Potentially game-changing. BBC Economics Editor Stephanie Flanders was reasonably upbeat about the Merkozy proposals. She reminded that, before the S&P’s announcement, “the bond markets seemed to believe that Chancellor Merkel had ceded some important ground in her summit with President Sarkozy, declaring that private investors would not be asked to contribute to future eurozone bailouts.” Flanders suggested that Merkel’s comments about private sector involvement are potentially a “game-changer” so long as you “believe that she is saying, in a roundabout way, that all eurozone sovereign debt will be collectively guaranteed by member governments.”

The only two countries not put on credit watch on Monday were Cyprus, which is already under review, and Greece, whose rating has already been severely downgraded.

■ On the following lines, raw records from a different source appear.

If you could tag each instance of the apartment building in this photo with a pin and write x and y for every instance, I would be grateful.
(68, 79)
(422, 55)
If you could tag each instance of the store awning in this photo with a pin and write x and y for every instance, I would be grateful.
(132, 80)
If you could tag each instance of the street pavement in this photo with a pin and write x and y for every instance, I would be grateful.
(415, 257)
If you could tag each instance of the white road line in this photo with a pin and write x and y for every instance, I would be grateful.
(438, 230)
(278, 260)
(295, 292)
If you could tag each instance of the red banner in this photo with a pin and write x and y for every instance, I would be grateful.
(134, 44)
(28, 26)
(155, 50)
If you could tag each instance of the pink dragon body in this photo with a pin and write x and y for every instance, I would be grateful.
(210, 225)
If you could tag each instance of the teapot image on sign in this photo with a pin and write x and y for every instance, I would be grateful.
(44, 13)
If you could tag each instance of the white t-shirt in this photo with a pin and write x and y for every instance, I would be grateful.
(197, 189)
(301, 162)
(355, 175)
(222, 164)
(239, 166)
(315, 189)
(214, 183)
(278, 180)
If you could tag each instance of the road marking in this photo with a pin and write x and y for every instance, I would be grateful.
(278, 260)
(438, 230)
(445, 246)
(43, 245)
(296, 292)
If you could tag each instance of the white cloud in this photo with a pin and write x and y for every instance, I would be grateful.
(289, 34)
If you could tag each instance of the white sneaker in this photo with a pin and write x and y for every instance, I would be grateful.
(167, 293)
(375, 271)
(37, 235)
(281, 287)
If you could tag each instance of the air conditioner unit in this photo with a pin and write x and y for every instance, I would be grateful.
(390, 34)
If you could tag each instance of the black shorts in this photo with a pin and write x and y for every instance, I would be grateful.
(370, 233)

Franco-German coup cartel on a roll. Writing at The Daily Mail’s Right Minds comment hub, Mary Ellen Synon insisted that “Merkozy” are attempting a “coup” and that their proposals are designed to “destroy the veto power of small states.” “Certainly this Merkel-Sarkozy plan amounts to a whole new constitutional settlement for eurozone member states: taxation without representation, the end of the power of the democratically-elected representatives of the nation to decide what tax to levy, and what spending to do”, warned Synon, who insisted you “you ought to be outraged.” “What we have now is a German and French-led EU cartel which has so far pulled off coups in Greece and Italy. Each of those states is now ruled by unelected governments dropped into office by Berlin, Paris, the European Commission and the European Central Bank. These successful coups have made Germany and France confident of further success. They are on a roll: next target, a coup of the entire system of EU treaty law covering fiscal powers.” Synon closed by urging British Prime Minister David Cameron to do all he can to stop Merkozy’s “drive to destroy democracy across 17 European states.”

Occupy Brussels? A self-confessed “confused and skeptical” Matt Miller at The Washington Post’s Post Partisan opinion section was underwhelmed by the French-German proposals: “I thought the euro zone already had agreements that member countries couldn’t run deficits in excess of 3 percent of GDP.  Is the new agreement a way of saying “we really mean it this time?” So much so that you’ll have to put a “golden rule” in the union’s constitution to enshrine the principle? And there will now be more “automaticity” in fining a country who violates the pledge?  Is that really an effective new mechanism?” He suggested that the proposals designed to ensure banks that Europe is a safe place to invest are, in fact, a “virtual guarantee” that “big banks and other investors” will again “recklessly” buy sovereign debt “without exercising any actual judgment as to the country’s creditworthiness.” “Isn’t this whole “don’t worry, we’ll bail you out if things go bad” phenomenon a big piece of what has driven the global banking system into recurring collapses in the first place? … And if this bailout of banks’ bond portfolios will again pad the bonuses of bankers who made the failed bets, won’t it be time to Occupy Brussels?”